Will the estate of George Orwell, author of the grimly prophetic “1984,” get any cut of these profits?

To enlarge your awareness of how this tracking phenomenon will inevitably further dim our already rapidly diminishing expectation of personal privacy:

“According to publicly available documents,” Ungerleider writes, “the system will collect and archive data from thousands of NYPD- and private-operated CCTV cameras in New York City, integrate license plate readers and instantly compare data from multiple non-NYPD intelligence databases …”

These additional cities may also follow New York’s zealous lead on this operation: “Monitoring will take place 24 hours a day, seven days a week at a specialized location in Lower Manhattan. Video will be held for 30 days and then deleted unless the NYPD chooses to archive it.”
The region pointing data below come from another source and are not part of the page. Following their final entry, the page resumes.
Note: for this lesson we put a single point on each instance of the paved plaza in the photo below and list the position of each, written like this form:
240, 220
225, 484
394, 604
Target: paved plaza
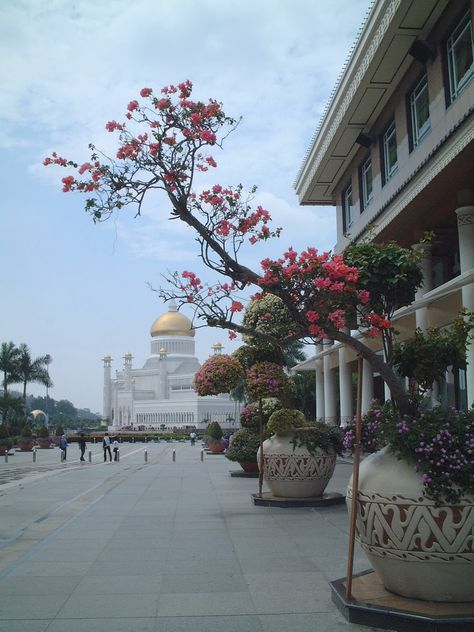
162, 546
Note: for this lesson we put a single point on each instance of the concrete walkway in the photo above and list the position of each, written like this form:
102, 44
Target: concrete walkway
163, 546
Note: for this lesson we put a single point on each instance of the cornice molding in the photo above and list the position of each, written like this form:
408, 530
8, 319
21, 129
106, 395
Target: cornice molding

Since you won’t know if you’re in one of those videos, you won’t be able to find out what the NYPD thinks it has on you. But there is no appeal procedure anyway.
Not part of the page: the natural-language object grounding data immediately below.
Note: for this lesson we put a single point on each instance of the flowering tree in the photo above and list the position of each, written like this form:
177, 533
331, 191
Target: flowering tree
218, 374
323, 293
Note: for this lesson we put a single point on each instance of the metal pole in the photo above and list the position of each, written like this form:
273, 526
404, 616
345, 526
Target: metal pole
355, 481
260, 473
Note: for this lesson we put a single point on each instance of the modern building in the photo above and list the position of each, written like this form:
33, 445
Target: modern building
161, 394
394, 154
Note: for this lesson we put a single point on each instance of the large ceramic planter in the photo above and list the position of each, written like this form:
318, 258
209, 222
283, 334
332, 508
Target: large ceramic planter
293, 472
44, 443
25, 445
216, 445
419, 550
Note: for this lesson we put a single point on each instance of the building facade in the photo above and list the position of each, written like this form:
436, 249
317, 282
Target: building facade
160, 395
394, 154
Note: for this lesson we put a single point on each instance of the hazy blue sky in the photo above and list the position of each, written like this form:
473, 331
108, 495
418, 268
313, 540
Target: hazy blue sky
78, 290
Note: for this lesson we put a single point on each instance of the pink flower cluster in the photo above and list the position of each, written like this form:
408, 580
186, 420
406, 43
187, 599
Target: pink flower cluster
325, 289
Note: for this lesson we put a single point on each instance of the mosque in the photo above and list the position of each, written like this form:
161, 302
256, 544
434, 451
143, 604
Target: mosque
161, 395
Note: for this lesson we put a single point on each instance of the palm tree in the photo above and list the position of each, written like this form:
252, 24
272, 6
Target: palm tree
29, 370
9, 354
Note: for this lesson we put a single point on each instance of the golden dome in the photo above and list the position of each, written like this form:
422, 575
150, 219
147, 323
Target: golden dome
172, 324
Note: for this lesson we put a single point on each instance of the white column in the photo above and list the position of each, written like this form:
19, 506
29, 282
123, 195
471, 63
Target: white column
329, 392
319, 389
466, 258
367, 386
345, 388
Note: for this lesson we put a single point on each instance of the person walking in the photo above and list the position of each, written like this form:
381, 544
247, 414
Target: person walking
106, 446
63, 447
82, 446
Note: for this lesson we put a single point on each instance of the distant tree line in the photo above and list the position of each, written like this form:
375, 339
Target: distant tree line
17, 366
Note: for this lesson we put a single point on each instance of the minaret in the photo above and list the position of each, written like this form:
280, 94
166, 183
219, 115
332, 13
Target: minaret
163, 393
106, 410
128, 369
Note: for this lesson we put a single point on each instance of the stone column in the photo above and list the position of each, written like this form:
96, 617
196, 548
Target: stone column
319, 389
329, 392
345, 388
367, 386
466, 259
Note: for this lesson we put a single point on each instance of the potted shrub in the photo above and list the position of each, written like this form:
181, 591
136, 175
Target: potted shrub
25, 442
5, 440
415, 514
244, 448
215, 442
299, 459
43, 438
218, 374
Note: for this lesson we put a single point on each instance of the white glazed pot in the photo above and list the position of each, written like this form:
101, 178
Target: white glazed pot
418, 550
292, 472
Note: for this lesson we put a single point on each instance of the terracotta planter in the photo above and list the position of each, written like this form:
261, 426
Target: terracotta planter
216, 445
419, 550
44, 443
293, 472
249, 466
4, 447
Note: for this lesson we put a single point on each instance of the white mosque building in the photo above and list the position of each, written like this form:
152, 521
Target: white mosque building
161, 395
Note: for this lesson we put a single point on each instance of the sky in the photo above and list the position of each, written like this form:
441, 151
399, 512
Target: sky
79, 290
Speaking for me, and I expect many of you, New York Civil Liberties Union Associate Legal Director Chris Dunn raises the prospect of filing court action against Police Commissioner Kelly, Mayor Bloomberg and, of course, Microsoft on Fourth Amendment grounds:

“We fully support the police using technology to combat crime and terrorism, but law-abiding New Yorkers should not end up in a police database every time they walk their dog, go to the doctor, or drive around Manhattan” (New York Daily News, Aug. 8).

Earlier this year, reporters from the Associated Press won a Pulitzer Prize for Investigative Reporting by detailing Kelly and Bloomberg’s secret surveillance of Muslims in New York City — and also in New Jersey and on certain college campuses — only because these possible suspects were Muslim. There wasn’t even a tinge of individual presumption of innocence!

For various reasons, including the deterioration of the public school system that he controls, Bloomberg’s popularity has tanked. But Kelly’s New York City poll ratings are very high.

Citizens who have been conditioned not to protest the George W. Bush/​Dick Cheney/​Barack Obama “new normal” suspension of the Bill of Rights may, nonetheless, eventually find in New York City (and other cities acquiring the Microsoft-NYPD Domain Awareness System) a steep loss in their personal liberties — if they remember what they are.

Around the nation, there is at last a rise in civics classes for students. But if Police Commissioner Kelly had decided to run for mayor of New York City in 2013, as for a time it seemed he would, his poll numbers indicate he probably would have won. That is chilling.